Ils ont identifié les gènes qui ont été affectés par ces CNV en les localisant à l’aide de cartes du génome humain, qui sont de longues listes de la séquence «lettre» des blocs constitutifs de l’ADN humain.

Ils ont ensuite utilisé une base de données qui recueille des informations sur l’effet de différentes mutations génétiques de la souris pour identifier ce qui se passe chez les souris qui ont perturbé les versions de ces gènes. Ils l’ont fait pour les aider à identifier les rôles que les gènes jouent dans le corps.

Ils ont également examiné quelles protéines étaient codées par les gènes et quelles autres protéines interagissaient avec ces protéines dans les cellules.

En utilisant cette information, ils ont identifié les processus biologiques et les voies dans lesquels les différents gènes ont joué un rôle et comment ils étaient tous interreliés.

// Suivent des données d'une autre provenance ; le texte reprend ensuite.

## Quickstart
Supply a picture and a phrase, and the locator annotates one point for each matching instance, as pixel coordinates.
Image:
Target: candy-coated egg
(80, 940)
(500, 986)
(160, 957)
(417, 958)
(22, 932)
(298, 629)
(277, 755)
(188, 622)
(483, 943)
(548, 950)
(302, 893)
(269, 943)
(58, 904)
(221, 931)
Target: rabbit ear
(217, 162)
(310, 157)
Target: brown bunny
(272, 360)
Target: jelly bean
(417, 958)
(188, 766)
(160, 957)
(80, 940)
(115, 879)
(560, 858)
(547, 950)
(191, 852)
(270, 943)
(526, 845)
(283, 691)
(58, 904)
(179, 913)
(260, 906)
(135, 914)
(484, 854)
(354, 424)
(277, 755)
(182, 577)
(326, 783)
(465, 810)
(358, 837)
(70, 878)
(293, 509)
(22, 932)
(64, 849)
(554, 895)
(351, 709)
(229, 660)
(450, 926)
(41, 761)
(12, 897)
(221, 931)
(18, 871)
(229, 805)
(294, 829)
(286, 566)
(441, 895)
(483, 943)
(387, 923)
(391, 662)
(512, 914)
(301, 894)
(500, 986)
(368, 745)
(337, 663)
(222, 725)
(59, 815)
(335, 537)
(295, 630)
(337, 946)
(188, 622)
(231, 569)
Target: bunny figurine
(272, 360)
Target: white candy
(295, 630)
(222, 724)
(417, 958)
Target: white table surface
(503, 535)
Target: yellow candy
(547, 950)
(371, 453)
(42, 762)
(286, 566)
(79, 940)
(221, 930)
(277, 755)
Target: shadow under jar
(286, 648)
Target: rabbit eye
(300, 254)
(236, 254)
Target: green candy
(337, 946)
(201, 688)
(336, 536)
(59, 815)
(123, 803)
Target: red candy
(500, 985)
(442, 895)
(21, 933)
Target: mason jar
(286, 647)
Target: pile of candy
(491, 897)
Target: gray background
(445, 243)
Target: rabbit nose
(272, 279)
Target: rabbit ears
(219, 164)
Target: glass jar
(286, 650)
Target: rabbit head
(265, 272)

Ils ont utilisé des programmes informatiques pour créer une carte ou un réseau d’interconnexion montrant comment ces gènes étaient liés.

Quels ont été les résultats de base?

Les chercheurs ont découvert que 187 gènes affectés par des variations de nombre de copies (CNV) pouvaient être connectés dans un seul réseau de rôles biologiques interdépendants. CNVs affectant un ou plusieurs de ces 187 gènes ont été trouvés dans 45% des personnes atteintes de TSA.

Ce réseau contenait également 22 autres gènes associés aux TSA.

La plupart des protéines produites par ces gènes jouent un rôle dans la transmission des messages électriques entre les cellules nerveuses.

Les personnes atteintes de TSA qui avaient ces CNV avaient en moyenne trois VCN au sein de ce réseau.

Les personnes atteintes de TSA qui n’avaient qu’un seul CNV avaient tendance à avoir cette CNV dans un gène qui était très central dans le réseau. Cela a semblé indiquer que le seul gène affecté dans ces cas jouait un rôle important.

Comment les chercheurs ont-ils interprété les résultats?

Les chercheurs ont conclu qu’ils avaient identifié un vaste réseau biologique de gènes liés aux TSA. Ce réseau peut montrer comment différents gènes peuvent causer des TSA en affectant les processus et les voies biologiques interdépendants.

Conclusion

Cette étude a identifié un réseau complexe de fonctions interreliées pour certains des gènes potentiellement associés aux troubles du spectre autistique.

La génétique de ces troubles est complexe, avec de nombreux gènes différents qui semblent jouer un rôle dans différentes personnes.

Cette étude montre comment ces différentes variations génétiques peuvent entraîner le même groupe de conditions.

Cette étude s’est concentrée sur un type particulier de variation génétique, connu sous le nom de variations du nombre de copies. D’autres types de variations génétiques peuvent également être impliqués avec TSA. Il peut également y avoir des facteurs environnementaux impliqués.

Ce type d’étude aide les chercheurs à mieux comprendre la biologie et la génétique de ces troubles.

Les résultats de cette étude n’ont pas actuellement d’implications directes pour le diagnostic ou le traitement de ces conditions. Ils aident à ajouter une autre «pièce au puzzle» de notre compréhension des TSA, mais le puzzle est encore loin d’être complètement résolu.